Typically when a company goes public with an initial public offering (IPO), they first offer shares to a bank, who then offers those shares to their clients at an agreed upon price. This means that the bank is now invested in the success of the IPO. It also means the price of a share is more firm because the company has already been traded at least a little.

This method offers stability and raises large sums of cash for the company immediately while keeping its value relatively stable.

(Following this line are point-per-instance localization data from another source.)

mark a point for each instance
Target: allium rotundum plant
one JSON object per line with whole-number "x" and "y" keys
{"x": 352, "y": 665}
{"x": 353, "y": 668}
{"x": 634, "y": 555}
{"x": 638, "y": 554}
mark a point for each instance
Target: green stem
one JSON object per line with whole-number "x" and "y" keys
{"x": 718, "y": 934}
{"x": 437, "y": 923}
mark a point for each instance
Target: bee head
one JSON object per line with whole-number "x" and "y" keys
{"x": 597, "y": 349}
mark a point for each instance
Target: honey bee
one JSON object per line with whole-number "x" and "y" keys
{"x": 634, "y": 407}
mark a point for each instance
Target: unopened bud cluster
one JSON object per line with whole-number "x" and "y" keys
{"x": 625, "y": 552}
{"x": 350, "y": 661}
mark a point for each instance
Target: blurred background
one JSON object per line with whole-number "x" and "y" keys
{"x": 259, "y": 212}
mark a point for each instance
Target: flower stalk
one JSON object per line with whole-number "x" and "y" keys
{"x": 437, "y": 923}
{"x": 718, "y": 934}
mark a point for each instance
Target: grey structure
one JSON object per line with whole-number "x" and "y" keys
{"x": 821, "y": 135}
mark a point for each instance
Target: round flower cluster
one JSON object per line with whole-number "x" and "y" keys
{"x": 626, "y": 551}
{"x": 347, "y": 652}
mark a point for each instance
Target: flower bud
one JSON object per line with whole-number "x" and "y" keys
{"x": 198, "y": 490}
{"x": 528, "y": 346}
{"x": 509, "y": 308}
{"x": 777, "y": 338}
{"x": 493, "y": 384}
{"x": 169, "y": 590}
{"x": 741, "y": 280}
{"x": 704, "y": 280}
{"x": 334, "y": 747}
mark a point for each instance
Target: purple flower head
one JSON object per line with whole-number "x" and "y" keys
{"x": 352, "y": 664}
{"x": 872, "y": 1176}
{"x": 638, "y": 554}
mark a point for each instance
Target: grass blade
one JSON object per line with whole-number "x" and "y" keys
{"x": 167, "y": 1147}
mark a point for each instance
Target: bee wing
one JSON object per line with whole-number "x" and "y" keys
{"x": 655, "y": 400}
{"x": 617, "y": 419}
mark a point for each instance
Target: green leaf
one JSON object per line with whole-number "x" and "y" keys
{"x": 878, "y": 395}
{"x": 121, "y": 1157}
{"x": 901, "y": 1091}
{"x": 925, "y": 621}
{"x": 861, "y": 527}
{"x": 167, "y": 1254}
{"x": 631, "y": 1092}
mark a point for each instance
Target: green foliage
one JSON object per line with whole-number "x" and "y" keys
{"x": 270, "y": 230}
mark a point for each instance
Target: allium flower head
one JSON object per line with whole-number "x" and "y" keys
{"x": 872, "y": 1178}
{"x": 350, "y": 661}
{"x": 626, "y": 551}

Spotify has instead opted for a direct offering, where they list certain number of shares and the New York Stock Exchange (NYSE) lists a "reference price" to start bidding. By going around the typical process, Spotify will save millions of dollars in bank fees, even after paying $36 million to Goldman Sachs, Morgan Stanley, and Allen & Co. for advice. The banks won't underwrite the stock, but instead play a limited role in its roll-out. The company claims they did this because they don't need cash on hand and they wanted their listing to be more fair.

The typical IPO favors large investors because it gives banks the first crack at it, but a direct offering allows all sizes of investors a chance at purchasing the stock right away.

This free-market approach is also what causes the price volatility. Even if Spotify has valued themselves correctly, the rush to get in early can cause a massive spike in price, leading to a massive drop in price. Spotify has been valued at as high as $23.6 billion according to the Wall Street Journal, but if they get it wrong they could wipe billions off their value.

The worst case

If that happens and Spotify is nowhere near as valuable as they thought, the CEO could be under a lot of pressure from the new board to substantially raise profits. This could take many forms, such as paying artists less, having more ads in the free version, or even raising prices. Spotify has already struggled with artists in the past and consumers expect a near unlimited library, so it seems their only option might be to raise prices.

They could do this a number of ways. One option might be to get rid of their discount regimes. Currently, Hulu subscribers, students, and Capital One card members gain certain benefits on Spotify that could be on the chopping block.

They might instead move to a partial subscription model where you pay a lower price for a certain number of ad-free songs or playlists. This might bring in more customers who currently don't want to pay full price for a limited music selection. Their last option is to just raise the full subscription price, because outside of certain genre-specific streaming apps, Spotify has little competition and consumers have little choice.

Spotify goes public tomorrow, Tuesday, April 3rd to an increasingly volatile tech market.